Widening primitive conversion (ยง5.1.2) is applied to convert either or both operands as specified by the following rules:

  • If either operand is of type double, the other is converted to double.
  • Otherwise,if either operand is of type float, the other is converted to float.
  • Otherwise, if either operand is of type long, the other is converted to long.
  • Otherwise, both operands are converted to type int.

The last point is of interest.

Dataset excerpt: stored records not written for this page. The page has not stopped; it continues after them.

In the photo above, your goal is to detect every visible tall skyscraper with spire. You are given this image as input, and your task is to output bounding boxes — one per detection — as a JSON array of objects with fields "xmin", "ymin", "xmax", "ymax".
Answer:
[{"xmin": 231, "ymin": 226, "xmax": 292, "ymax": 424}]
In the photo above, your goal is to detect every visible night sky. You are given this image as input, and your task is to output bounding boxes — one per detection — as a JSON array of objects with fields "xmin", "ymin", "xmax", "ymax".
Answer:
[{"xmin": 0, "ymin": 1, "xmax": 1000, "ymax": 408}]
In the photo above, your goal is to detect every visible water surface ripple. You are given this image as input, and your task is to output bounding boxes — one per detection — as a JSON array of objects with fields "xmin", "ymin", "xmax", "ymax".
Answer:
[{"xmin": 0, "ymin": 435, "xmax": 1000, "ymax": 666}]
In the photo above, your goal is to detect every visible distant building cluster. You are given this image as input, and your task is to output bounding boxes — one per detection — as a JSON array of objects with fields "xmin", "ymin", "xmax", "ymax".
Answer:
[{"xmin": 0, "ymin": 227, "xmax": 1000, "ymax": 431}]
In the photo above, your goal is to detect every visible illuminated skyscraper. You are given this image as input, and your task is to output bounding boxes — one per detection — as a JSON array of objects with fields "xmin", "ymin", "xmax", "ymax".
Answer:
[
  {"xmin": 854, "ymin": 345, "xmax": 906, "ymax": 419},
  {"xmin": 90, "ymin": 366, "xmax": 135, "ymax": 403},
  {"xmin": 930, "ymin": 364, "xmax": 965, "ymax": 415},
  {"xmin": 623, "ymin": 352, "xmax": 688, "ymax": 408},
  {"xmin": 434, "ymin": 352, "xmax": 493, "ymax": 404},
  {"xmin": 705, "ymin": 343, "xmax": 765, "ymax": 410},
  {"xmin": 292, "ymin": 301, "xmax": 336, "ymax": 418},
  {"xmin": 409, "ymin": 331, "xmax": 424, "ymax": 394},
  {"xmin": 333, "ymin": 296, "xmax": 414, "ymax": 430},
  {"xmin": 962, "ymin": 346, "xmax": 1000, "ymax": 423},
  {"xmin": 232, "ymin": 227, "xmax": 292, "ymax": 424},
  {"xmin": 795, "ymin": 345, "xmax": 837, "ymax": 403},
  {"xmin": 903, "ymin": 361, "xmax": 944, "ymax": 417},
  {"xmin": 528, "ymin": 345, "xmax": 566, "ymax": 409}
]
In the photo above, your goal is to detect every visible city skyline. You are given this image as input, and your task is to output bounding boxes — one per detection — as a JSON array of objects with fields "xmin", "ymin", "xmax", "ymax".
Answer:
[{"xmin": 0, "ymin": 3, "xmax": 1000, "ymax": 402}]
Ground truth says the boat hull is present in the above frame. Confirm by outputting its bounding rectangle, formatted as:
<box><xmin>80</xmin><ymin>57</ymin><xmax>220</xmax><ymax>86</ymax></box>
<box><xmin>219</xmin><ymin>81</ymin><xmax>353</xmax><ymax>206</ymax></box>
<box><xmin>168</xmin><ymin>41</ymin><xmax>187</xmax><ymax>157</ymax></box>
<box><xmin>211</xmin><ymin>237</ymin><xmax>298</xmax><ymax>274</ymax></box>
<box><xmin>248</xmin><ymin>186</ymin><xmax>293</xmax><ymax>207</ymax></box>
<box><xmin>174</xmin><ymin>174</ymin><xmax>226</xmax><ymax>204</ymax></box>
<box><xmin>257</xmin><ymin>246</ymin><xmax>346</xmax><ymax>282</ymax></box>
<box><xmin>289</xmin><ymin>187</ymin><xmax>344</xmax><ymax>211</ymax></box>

This means that both b is converted to int before the shift operation is carried out.

Thus, b, which used to be 0xF1, is promoted to 0xFFFF FFF1.

Then the shift is performed:

0xFFFF FFF1 >>> 4 == 0x0FFF FFFF

Then casted to byte:

(byte) 0x0FFF FFFF == 0xFF

And you get b == -1.


e is 15 because of the mask.

First, b is promoted from 0xF1 to 0xFFFF FFF1.

Then it is ANDed with 0xFF:

0xFFFF FFF1 & 0x0000 00FF == 0x0000 00F1

Then it is shifted right 4 bits:

0x0000 00F1 >> 4 == 0x0000 000F

Then it is casted to byte:

(byte) 0x0000 000F == 0x0F

And you get e == 15

Edit: Didn't hit "F" enough times, ended up with 16-bit ints... Hopefully fixed, thanks @Stefan!